赵玄真被他气得嘴都歪了,她咬着筷子,狠狠地盯着顾平,半晌冷冷道:“你知道吗?”
顾平:“?”
赵玄真:“像你这样说话说一半的男人,最可恶了!”
顾平:“……”
“你不说,我可要瞎猜了,”赵玄真冷笑着威胁道,“我不仅瞎猜,等我出去后,我还要带着整个芳华殿的宫人传闲话。”
“说大名鼎鼎的顾侯,实际是个姑娘!”
顾平心跳瞬间漏了半拍,好在他瞬间反应过来,道:“随便你怎么说。”
见赵玄真气得要吃人,顾平便一个劲儿地给她夹菜,道:“你就着菜,再多吃点饭。
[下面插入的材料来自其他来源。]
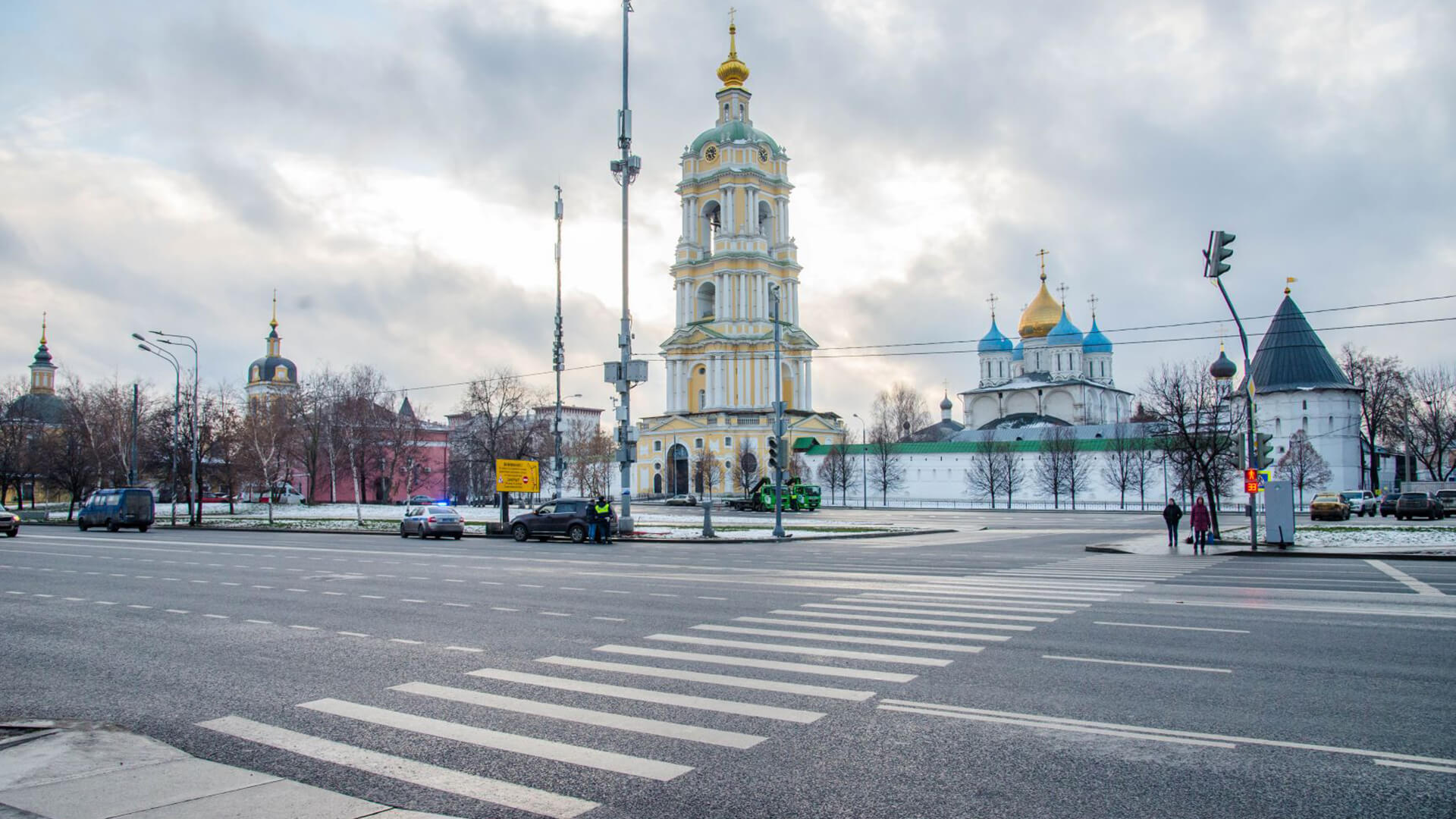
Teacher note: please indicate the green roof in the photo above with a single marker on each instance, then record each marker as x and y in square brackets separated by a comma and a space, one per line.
[733, 131]
[951, 447]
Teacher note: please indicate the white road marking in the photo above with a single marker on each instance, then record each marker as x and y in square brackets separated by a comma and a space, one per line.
[435, 777]
[1194, 735]
[906, 620]
[783, 649]
[1055, 726]
[1420, 588]
[500, 741]
[1172, 627]
[1133, 664]
[1315, 610]
[908, 599]
[647, 695]
[1417, 767]
[852, 640]
[584, 716]
[715, 678]
[756, 664]
[937, 613]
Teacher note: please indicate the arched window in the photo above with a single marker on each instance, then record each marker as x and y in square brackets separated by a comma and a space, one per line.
[707, 295]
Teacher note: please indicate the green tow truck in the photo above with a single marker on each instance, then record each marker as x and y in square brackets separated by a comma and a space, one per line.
[797, 497]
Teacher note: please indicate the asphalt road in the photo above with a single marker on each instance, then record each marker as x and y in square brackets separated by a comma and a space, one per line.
[995, 672]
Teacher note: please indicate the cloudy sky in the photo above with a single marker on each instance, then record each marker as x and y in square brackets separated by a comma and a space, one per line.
[389, 167]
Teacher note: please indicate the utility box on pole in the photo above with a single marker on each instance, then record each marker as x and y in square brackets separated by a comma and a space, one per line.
[1279, 513]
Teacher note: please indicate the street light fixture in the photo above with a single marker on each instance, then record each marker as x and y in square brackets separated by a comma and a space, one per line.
[177, 410]
[864, 475]
[197, 400]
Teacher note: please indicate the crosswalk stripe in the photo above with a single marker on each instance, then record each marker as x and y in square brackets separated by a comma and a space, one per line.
[758, 664]
[647, 695]
[906, 620]
[873, 629]
[584, 716]
[500, 741]
[786, 649]
[986, 605]
[435, 777]
[854, 640]
[715, 678]
[937, 613]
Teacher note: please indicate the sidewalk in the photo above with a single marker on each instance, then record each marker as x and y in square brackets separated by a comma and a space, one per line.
[55, 770]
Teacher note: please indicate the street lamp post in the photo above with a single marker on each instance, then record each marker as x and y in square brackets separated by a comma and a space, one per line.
[177, 411]
[197, 379]
[864, 474]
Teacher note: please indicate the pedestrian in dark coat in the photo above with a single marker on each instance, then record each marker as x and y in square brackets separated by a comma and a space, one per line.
[1201, 522]
[1171, 516]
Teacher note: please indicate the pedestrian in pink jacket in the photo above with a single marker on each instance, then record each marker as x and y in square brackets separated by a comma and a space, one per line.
[1201, 523]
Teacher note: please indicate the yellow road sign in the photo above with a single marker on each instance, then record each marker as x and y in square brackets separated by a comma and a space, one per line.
[517, 477]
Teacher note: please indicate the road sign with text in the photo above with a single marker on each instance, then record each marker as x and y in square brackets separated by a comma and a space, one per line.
[517, 475]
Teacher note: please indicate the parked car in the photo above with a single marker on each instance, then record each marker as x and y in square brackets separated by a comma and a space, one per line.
[1448, 499]
[1388, 503]
[425, 521]
[1362, 502]
[1329, 506]
[563, 516]
[130, 507]
[1419, 504]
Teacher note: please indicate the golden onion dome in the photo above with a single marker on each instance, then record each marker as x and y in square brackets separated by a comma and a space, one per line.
[733, 71]
[1041, 314]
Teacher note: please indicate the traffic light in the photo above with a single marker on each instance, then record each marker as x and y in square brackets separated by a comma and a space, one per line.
[1263, 450]
[1218, 251]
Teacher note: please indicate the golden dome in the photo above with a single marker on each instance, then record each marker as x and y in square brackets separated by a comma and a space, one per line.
[733, 71]
[1041, 314]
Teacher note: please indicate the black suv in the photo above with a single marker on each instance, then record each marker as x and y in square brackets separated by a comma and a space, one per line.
[563, 516]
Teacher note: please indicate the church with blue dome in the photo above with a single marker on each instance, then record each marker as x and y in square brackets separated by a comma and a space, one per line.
[1052, 375]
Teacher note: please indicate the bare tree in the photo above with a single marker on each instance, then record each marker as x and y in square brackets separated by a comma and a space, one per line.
[746, 465]
[902, 411]
[1433, 420]
[1120, 461]
[1200, 444]
[708, 469]
[1053, 469]
[1382, 388]
[1302, 465]
[265, 441]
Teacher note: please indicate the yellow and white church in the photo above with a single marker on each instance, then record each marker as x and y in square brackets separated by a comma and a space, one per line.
[734, 253]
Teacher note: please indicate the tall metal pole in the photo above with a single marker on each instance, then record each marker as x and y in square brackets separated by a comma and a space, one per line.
[626, 171]
[560, 359]
[778, 411]
[1248, 404]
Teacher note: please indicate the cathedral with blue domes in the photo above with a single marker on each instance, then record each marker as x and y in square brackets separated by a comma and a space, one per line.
[1053, 375]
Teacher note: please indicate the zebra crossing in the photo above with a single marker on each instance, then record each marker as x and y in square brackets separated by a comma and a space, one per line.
[625, 710]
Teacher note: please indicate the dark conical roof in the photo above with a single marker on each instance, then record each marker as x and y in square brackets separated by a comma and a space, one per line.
[1293, 357]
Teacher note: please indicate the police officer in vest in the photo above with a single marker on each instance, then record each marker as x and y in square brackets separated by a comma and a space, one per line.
[601, 512]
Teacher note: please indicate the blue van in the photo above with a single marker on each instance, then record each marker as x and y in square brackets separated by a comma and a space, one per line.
[114, 509]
”
赵玄真:“……”
赵玄真挑挑拣拣地吃着碟子中的菜,她总觉得顾平今日怪怪的。
但具体哪里怪,她又说不上来,只能把一切都归咎于顾平现在还在闹别扭。
微弱地火光下,赵玄真扇子似的睫毛轻轻地扇动,她已经吃得很饱了,可是顾平还在一个劲得给自己夹菜。
赵玄真放下筷子,凑过去要亲亲。
顾平夹菜的动作一僵,随即躲过。
三番两次的被拒绝,赵玄真也有些不高兴。
她脸色一僵,索性不理顾平。
气氛有些僵硬尴尬,连走道尽头的烛火都弱弱地又暗下了几分。
“皇帝一直没醒,”顾平率先打破寂静,他说道,“今天下午,寂空去了勤政殿。”
赵玄真一愣。
她一直以为寂空与赵玄琮是一伙的,她还以为寂空不会去给皇帝诊治。
“具体什么时候能醒,”顾平缓声说道,“暂时还没有个确切的结果。”
“但看寂空大师的意思,估计也就在这几日了。”
赵玄真点头唔了一声,她的心里瞬间变得一团乱麻。
她既真心实意的高兴,也真情实感的忧愁恐惧。
“顾平,”赵玄真兀地出声道,“你不会走吧。”
“你昨天说的那些话,是故意吓唬我的,是不是?”
看着她满是乞求的眼睛,顾平喉头似乎被什么东西哽住了,他顿了三五秒,这才艰难道:“是。”
赵玄真旋即露出了一个轻松的笑容,只要顾平还在她身边,她就什么都不怕。
“我不信别人的,”赵玄真说道,“我只信你。”
“只要你在,我就放心。”
赵玄真笑,顾平也笑。
可不知不觉间,两人的笑容都渐渐地变得苦涩。
不知为何,赵玄真总是觉得自己心里无端的难受,她甩了甩脖子,把一切归咎于知书给自己绑的头发上。